Khaled : il existe certaines différences entre le British Museum et les autres musées anglais ou bien ceux du reste du monde ?
Nous possédons des artefacts irremplaçables comme la pierre de Rosette
Angel : la première réponse consisterait à dire que chaque musée est unique au regard des collections qu’il possède. Ensuite, le fait que le musée soit l’un des plus vieux au monde lui confère un statut particulier : le British Museum a longtemps été le musée de référence pour toutes les institutions qui souhaitaient réunir des collections. Enfin, certains des artefacts que nous présentons sont des clefs essentielles et irremplaçables pour comprendre le développement de la civilisation : la pierre de Rosette par exemple sans laquelle nous ne serions pas à même de lire les hiéroglyphes à l’heure actuelle et sans qui de larges pans de l’histoire impériale égyptienne nous échapperaient.
Khaled : comment faites vous pour accueillir correctement des publics avec des niveaux de connaissances très disparates ou bien des cultures très différentes ?
Un musée aujourd’hui ne peut pas juste accrocher des toiles au mur, un musée moderne doit développer une profonde connaissance de ses clients et des méthodes d’accueil
Angel : cela passe d’abord par une forte connaissance client. Pour pouvoir bien servir le public, encore faut-il le connaître. Et même lorsqu’on connaît bien les gens, la gestion des visiteurs demeure un défi quotidien : il faut s’assurer de bien accueillir des publics très divergents sous un même toit et de faciliter leur orientation vers les bons services et vers les collections. Je travaille au British Museum depuis 19 ans et j’ai pu voir comment le musée à littéralement mené une révolution en interne : nous sommes passé du simple accueil des visiteurs à des procès pointus de connaissance client afin de pouvoir servir les différents besoins. Un exemple : nous comptons pas moins de 58 nationalités au sein des 1000 employés résidents du musée et des 600 volontaires qui les épaulent. Cette richesse culturelle, par exemple, nous permet de mieux appréhender les différences de sensibilité des différents publics internationaux.
Khaled : comment faites-vous découvrir le musée ?

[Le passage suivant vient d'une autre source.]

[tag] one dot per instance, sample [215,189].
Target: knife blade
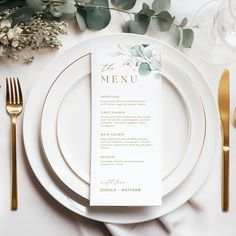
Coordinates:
[224,109]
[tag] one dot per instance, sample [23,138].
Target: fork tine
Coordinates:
[8,98]
[16,91]
[20,92]
[13,94]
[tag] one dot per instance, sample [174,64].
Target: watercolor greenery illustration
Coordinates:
[18,15]
[144,58]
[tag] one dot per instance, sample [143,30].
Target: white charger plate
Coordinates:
[180,152]
[32,142]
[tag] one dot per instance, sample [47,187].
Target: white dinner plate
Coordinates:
[180,152]
[32,140]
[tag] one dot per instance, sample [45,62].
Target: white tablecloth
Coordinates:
[40,215]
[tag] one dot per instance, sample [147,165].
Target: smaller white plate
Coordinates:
[120,215]
[182,113]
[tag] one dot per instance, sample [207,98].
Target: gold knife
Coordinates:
[224,108]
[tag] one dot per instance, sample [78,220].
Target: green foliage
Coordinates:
[97,17]
[188,37]
[144,69]
[163,21]
[95,14]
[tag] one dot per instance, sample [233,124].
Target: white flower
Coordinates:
[156,60]
[10,34]
[5,23]
[17,30]
[1,51]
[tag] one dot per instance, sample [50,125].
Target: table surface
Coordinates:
[40,214]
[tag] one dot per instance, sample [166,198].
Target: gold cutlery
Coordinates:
[14,106]
[224,109]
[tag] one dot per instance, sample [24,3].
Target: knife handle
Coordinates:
[225,180]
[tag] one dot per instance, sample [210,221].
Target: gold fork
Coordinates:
[14,106]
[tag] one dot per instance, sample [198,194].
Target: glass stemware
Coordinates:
[215,31]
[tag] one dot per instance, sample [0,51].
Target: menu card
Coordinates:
[126,126]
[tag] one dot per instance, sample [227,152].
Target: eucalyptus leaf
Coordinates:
[66,8]
[142,21]
[144,69]
[124,4]
[188,37]
[184,22]
[177,35]
[81,22]
[147,11]
[54,12]
[163,21]
[161,5]
[22,14]
[37,5]
[98,17]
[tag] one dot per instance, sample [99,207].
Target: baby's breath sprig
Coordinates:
[36,33]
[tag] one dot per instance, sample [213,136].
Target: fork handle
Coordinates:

L’origine géographique ne dit pas forcément grand chose sur les visiteurs, il faut trouver le transversal, ce qui relie des visiteurs avec des backgrounds souvent très différents
Angel : classer les visiteurs par culture ou bien origine géographique ne ferait pas sens. Des visiteurs de pays très différents peuvent partager une même sensibilité, un même attrait pour certaines idées. Toute l’astuce consiste à trouver le transversal : ce qui réunit les gens. Comment allez-vous satisfaire d’un coté la soif de connaissance de l’autre la soif d’émerveillement par exemple. On peut d’ailleurs repérer certains archétypes : les visiteurs qui passent parce qu’il faut faire cette attraction touristique, les visiteurs récurrents, l’expert académique, le visiteur de passage ou venu pour une exposition temporaire, les passionnés d’histoire, à nous de jouer
Khaled : Quelles est la place de la technologie ?
Angel : Nous disposons d’un grand nombre d’options technologiques pour les visiteurs. Cela va de l’audioguide aux ateliers interactifs et tous les publics sont les bienvenus. Le musée a su se saisir des nouvelles opportunités qui permettent de dialoguer avec le visiteur : par exemple, le musée partage un certain nombre de ses analyses à travers des interactions multimédia ou bien encore en permettant à des experts de partager directement avec le public les résultats de leurs travaux de recherche. Mais la technologie est seulement un outil parmi d’autres : nous avons également développé des ateliers, des cours et des activités culturelles en lien avec la musique, la danse ou bien encore le cinéma afin de présenter les collections. Le plus important, ce n’est pas la technologie, c’est toujours que les visiteurs puissent faire par eux-mêmes.
Khaled : vous avez des choses qui arrivent ? Des innovations dans les cartons ? Comment faites-vous pour maintenir l’intérêt des visiteurs ?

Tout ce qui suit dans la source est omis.